President George W. Bush said on Saturday U.S. troops in Iraq were fighting to protect Americans at home from more attacks like those of September 11, 2001, starting a five-day focus on his case for the war amid growing public discontent.

[…]

"Our troops know that they’re fighting in Iraq, Afghanistan, and elsewhere to protect their fellow Americans from a savage enemy," Bush said in his weekly radio address.

"They know that if we do not confront these evil men abroad, we will have to face them one day in our own cities and streets, and they know that the safety and security of every American is at stake in this war, and they know we will prevail," he said.

Meanwhile, back in Realitysville…..

As disturbing as those reports were, what Kulick had to say about the conduct of the war was even more troubling. He told his family that the Iraqi police "were corrupt and inept and there was no way they could ever train them to the degree where they could keep order." And when his unit went out after insurgents, far too many innocent iraqis were killed in the crossfire. And, Kulick reported home, "the more hate that created." When the Americans left an area, the insurgents came back the next day.

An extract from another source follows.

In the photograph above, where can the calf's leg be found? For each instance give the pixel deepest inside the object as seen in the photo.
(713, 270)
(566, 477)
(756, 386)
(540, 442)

Eventually, when Kulick saw Iraqi citizens kneeling in the street in prayer, his interpreter would tell him they were praying for the Americans to leave. "They would rather live with evil they knew rather than live with us," Kulick said in his emails. "We were killing them as much as the insurgents were."

Bush:  "Now we must finish the task that our troops have given their lives for and honour their sacrifice by completing their mission," he said.

What was their mission again?  That part was missing from the speech, as usual.  Maybe Cindy Sheehan can ask him after he tells her what the "noble cause" was that Casey Sheehan and John Kulick died for.

The Cunning Realist, commenting on a Belgravia Dispatch post (both well worth reading for thoughtful analysis from a conservative perspective) on the shameful Rumsfeld and Myers performance at a recent press conference, writes:

This just floors me. Does it remind anyone else of invading Iraq ostensibly to disarm the country, then not securing the major weapons caches?

As Greg writes, “These guys should be going to bed every night with such figures [Iraqi troop strengths and capabilities] firmly implanted in their head.” That they have to “get back to us” several years into an occupation leads to a completely logical and appropriate question: Just what the hell is going on?

And here’s a more depressing question: If thousands of our troops have been killed and permanently maimed in order to allow Iraqis time to train and ultimately defend themselves, but our most senior civilian and military leaders have to “get back to us” about how much progress has been made in that regard, what does that say about the importance of our troops’ sacrifice to those leaders?

No "noble cause" rhetoric can drown out those questions.